A crise não dá trégua porque ela é uma crise de falta de crédito. Crédito que alimenta consumo, investimentos e que rola dívidas. Grandes bancos nos EUA (e no Reino Unido) só não quebraram ainda por uma razão: contam com mais e mais dinheiro público.
 
A crise é de tal ordem que a discussão é se a provável nacionalização de ícones norte-americanos como Citigroup e Bank of America e do britânico Barclays será explícita ou velada. São tempos extremos, que requerem medidas igualmente extraordinárias. Por isso, e antes que ela passe, essa é a melhor oportunidade de o Brasil enfrentar com transparência a pior e mais arraigada herança dos velhos tempos de caos econômico: o “spread” bancário e os mitos que o protegem.
 
Não existe homem de finanças no Brasil que não reconheça as melhoras estruturais a partir de 2003. Dos 1.270 pontos há seis anos, o risco-país caiu a 420. As reservas internacionais foram de US$ 55 bilhões a US$ 206 bilhões.
 
De devedor ao FMI, o país virou credor externo. A classe C engordou em 41 milhões de pessoas e já é maioria.
 
Mas, no crediário brasileiro, uma geladeira ainda pode custar duas. Mesmo assim, o volume de crédito quase dobrou em seis anos, e foi esse crédito que alimentou o crescimento que agora murcha.
 
Os bancos e financeiras dizem que o “spread” vem caindo. É verdade, mas ainda é absurdo.
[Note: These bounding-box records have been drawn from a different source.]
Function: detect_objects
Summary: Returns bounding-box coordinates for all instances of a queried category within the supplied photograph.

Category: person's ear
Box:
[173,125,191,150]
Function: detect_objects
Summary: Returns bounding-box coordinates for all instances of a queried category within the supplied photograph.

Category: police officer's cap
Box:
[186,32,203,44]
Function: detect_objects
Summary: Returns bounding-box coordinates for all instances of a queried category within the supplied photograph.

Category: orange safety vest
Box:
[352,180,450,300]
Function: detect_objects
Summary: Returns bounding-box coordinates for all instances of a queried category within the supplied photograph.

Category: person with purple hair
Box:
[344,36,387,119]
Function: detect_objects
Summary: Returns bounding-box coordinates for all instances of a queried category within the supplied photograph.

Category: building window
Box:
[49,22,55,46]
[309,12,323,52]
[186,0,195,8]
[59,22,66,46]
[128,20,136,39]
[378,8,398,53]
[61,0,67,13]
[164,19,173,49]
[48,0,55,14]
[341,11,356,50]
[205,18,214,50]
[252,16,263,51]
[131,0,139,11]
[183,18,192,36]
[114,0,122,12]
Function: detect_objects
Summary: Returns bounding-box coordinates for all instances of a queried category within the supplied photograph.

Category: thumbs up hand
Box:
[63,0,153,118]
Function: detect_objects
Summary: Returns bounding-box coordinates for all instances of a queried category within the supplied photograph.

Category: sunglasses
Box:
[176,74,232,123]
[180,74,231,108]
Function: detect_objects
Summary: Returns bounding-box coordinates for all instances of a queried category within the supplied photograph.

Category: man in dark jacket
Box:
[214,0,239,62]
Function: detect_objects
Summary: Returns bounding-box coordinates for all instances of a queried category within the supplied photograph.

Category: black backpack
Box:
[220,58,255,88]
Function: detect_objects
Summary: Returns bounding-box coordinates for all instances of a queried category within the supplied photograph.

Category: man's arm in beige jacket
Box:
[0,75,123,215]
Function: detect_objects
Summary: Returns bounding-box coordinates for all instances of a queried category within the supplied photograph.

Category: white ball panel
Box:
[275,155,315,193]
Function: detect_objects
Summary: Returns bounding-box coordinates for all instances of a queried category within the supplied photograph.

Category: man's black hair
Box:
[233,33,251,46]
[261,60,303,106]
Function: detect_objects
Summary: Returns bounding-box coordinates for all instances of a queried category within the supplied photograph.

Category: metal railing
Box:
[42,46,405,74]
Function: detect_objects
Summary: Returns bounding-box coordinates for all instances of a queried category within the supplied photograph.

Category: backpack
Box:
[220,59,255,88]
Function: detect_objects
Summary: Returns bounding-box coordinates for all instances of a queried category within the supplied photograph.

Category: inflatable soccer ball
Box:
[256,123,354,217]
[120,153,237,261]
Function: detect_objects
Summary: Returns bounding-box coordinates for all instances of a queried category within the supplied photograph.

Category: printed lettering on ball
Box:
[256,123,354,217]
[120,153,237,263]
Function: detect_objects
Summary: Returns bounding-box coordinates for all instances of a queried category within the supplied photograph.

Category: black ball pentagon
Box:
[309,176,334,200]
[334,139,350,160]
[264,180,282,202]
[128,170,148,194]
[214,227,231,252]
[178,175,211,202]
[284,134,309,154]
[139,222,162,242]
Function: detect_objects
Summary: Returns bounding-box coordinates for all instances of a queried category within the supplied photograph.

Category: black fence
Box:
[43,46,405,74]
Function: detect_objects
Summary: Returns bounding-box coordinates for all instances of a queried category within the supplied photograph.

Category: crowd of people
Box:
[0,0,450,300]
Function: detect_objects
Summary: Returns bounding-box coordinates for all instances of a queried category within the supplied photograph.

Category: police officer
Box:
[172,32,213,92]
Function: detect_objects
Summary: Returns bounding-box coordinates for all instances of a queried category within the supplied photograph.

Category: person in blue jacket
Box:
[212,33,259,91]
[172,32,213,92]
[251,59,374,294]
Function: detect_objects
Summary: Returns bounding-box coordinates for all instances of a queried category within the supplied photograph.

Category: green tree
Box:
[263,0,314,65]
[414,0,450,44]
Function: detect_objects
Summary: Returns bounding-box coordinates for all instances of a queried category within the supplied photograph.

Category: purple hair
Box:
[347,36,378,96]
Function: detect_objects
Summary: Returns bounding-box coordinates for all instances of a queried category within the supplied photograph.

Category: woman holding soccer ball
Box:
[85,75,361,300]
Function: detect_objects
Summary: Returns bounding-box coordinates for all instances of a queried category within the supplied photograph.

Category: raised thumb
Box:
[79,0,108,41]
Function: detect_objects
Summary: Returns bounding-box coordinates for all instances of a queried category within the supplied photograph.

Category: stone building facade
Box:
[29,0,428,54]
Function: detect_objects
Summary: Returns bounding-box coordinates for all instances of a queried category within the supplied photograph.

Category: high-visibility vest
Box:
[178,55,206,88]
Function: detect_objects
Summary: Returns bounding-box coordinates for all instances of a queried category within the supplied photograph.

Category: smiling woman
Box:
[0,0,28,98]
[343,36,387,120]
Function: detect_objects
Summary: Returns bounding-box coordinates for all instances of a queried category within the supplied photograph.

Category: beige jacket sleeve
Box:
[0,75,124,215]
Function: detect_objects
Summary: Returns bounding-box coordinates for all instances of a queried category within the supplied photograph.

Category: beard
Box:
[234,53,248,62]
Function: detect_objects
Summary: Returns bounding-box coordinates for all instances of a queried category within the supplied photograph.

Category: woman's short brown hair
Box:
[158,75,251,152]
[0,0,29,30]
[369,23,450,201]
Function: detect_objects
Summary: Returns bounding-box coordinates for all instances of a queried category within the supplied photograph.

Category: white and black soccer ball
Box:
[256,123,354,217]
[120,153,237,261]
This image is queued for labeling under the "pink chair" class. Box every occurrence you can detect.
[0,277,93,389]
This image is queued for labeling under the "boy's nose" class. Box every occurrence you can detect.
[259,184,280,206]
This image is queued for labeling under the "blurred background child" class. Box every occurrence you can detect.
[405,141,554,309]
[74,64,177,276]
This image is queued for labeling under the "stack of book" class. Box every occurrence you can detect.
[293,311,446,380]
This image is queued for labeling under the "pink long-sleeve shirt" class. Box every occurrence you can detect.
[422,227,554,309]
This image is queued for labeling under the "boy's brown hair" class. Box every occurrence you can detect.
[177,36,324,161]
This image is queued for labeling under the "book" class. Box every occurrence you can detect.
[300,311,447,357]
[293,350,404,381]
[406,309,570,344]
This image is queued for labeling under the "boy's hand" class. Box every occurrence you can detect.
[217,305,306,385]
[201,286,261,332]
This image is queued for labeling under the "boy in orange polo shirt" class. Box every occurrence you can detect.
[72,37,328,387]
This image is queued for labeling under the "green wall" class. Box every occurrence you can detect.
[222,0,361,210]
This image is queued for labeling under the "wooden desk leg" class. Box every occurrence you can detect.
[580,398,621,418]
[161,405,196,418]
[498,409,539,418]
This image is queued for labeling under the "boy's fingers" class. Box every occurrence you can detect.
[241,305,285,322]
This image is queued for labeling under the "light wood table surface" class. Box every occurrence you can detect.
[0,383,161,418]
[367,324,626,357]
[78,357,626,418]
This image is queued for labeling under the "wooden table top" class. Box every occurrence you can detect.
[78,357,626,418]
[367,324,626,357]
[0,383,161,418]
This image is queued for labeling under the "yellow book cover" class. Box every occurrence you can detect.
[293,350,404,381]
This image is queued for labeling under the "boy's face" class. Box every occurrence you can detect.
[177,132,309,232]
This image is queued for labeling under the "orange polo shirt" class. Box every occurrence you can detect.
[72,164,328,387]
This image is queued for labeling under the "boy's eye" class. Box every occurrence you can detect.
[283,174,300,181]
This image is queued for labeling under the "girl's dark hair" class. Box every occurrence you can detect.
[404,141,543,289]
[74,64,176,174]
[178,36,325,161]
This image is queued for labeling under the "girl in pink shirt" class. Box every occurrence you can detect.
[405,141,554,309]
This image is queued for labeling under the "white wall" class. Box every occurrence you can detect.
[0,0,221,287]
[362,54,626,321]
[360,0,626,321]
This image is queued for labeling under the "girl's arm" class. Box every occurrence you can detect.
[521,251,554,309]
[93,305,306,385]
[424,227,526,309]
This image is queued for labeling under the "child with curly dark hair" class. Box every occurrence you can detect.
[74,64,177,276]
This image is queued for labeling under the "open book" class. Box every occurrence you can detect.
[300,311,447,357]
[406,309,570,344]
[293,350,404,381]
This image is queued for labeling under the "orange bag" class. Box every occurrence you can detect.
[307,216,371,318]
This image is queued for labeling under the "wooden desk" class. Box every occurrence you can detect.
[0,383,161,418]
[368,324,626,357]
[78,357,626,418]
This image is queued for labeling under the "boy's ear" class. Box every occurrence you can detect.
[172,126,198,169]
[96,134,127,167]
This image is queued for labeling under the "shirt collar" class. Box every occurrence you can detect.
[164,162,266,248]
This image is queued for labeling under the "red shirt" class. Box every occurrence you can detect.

Dados do Banco Central mostram o “spread” para pessoas físicas no final de 2008 em 40 pontos percentuais. Ou seja: o banco paga 15% ao ano por real captado e cobra 55% ao emprestá-lo.
 
O BC conta só parte da história, pois não inclui no cálculo modalidades como cartões de crédito eleasing. No conjunto do mercado, o juro em dezembro era de 138%, e o “spread”, muito maior do que o apurado pelo BC.
 
Em alguns dias os bancos farão conhecer seus balanços de 2008.
Os resultados podem ajudar a jogar mais luz nessa discussão.
 
FERNANDO CANZIAN é repórter especial da Folha.